| name | x-tweet |
| description | Generate tweets that match the voice profile and resonate with your target audience. Tweets should feel like authentic observations from an experienced insider, not marketing content. |
X Tweet Generator
Overview
Generate 3 tweets per day that sound like a clear-eyed insider sharing observations, not doing content marketing. Voice, audience, and topics are defined by your context profiles.
Before Writing
Step 1: Read Context
-
Read context profiles in /context/:
voice.json — How to sound
audience.json — Who you're writing for
- Any business profile JSONs — Business context
-
Check engagement data in /knowledge/engagement/ for what's working
-
Check tweet history — Read /knowledge/content/tweet_history.json for previously written/posted tweets. Do NOT repeat the same topic or angle unless the user explicitly asks.

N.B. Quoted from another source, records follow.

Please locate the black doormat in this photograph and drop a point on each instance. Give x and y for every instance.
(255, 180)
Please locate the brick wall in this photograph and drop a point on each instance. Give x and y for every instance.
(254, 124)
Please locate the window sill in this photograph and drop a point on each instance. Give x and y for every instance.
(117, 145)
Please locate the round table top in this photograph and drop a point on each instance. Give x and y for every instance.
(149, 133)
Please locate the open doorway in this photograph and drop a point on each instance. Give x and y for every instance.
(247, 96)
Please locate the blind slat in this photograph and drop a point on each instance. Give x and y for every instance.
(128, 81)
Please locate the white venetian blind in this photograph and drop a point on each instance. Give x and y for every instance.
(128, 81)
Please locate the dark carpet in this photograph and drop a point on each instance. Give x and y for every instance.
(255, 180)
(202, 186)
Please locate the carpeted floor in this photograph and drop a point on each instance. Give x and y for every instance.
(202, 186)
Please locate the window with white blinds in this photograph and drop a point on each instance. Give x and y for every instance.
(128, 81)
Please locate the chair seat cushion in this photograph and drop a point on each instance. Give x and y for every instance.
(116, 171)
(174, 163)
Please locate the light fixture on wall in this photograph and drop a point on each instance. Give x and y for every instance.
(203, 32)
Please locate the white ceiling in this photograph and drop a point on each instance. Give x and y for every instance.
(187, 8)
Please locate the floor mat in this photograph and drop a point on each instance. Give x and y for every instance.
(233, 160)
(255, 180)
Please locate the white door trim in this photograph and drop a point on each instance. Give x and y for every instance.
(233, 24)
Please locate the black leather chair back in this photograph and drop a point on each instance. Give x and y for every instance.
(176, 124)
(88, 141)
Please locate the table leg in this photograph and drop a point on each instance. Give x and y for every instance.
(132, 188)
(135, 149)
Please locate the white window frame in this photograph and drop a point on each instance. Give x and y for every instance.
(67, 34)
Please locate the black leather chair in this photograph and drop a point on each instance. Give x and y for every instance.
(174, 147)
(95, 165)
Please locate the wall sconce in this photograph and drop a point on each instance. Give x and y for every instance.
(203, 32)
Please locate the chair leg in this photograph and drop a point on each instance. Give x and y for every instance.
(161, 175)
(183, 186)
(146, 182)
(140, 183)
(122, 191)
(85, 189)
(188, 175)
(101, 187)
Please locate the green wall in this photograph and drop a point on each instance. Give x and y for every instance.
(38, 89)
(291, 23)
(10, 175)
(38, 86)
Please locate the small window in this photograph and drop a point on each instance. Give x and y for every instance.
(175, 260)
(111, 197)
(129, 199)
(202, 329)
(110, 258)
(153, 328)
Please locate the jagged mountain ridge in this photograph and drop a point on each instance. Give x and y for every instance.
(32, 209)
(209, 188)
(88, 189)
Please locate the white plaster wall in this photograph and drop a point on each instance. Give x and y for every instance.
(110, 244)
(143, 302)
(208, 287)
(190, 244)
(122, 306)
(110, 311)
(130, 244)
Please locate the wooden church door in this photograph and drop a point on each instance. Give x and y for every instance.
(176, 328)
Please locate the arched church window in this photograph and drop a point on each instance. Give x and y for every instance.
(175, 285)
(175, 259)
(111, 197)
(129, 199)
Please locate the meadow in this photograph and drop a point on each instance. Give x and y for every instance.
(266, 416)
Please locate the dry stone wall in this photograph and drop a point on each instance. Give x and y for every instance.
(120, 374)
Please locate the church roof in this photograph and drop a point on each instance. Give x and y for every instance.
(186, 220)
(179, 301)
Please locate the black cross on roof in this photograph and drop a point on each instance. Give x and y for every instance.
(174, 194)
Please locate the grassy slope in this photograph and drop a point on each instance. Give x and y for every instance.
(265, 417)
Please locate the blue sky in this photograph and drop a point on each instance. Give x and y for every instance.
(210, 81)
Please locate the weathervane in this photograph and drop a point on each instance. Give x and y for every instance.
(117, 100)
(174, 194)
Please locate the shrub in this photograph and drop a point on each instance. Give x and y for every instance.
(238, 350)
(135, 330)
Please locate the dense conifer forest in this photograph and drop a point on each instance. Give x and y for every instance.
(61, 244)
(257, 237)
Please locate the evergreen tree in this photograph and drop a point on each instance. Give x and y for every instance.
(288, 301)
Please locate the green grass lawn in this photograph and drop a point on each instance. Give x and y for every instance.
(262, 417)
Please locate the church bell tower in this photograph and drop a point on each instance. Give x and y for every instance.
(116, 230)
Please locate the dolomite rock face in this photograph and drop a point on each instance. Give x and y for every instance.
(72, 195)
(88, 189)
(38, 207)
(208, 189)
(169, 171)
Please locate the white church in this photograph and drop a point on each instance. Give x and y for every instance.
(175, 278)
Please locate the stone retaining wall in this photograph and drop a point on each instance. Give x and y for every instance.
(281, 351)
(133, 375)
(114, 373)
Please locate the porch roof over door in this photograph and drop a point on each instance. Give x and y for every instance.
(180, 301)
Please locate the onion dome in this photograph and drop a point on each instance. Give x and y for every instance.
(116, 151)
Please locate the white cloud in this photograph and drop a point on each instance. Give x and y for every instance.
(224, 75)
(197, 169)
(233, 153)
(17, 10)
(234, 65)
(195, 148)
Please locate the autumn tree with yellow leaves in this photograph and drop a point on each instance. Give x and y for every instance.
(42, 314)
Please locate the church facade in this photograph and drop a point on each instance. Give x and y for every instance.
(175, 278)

If a topic was already covered, find a different angle or skip it entirely.
Step 2: Scrape Engagement (MANDATORY — run BEFORE research)
- Scrape your profile — Run
scrape_profile.py to get latest engagement data on recent tweets. Update engagement_log.json. Review what's working (likes, views, replies) and what's not. Use this to inform today's tweet strategy.
Step 3: Research (MANDATORY — use researcher-agent for all 3 in parallel)
- Current tech news — Search for today's top tech headlines (AI, startups, VC, big tech). Get specific names, numbers, details.
- Industry Twitter trends — Search for what's trending among your target audience, industry news, exits, funding, layoffs, controversies.
- Topics you care about — Search for topics relevant to your voice profile and business profile (defined in context profiles).
Step 4: Write
- Mix news-reactive and evergreen tweets. At least 1 tweet should react to a specific current event/news item. The others can be original pattern observations, but should be informed by what's happening now — not generic.
Tweet Types (Rotate Daily)
1. Pattern Observation (Primary — 40% of tweets)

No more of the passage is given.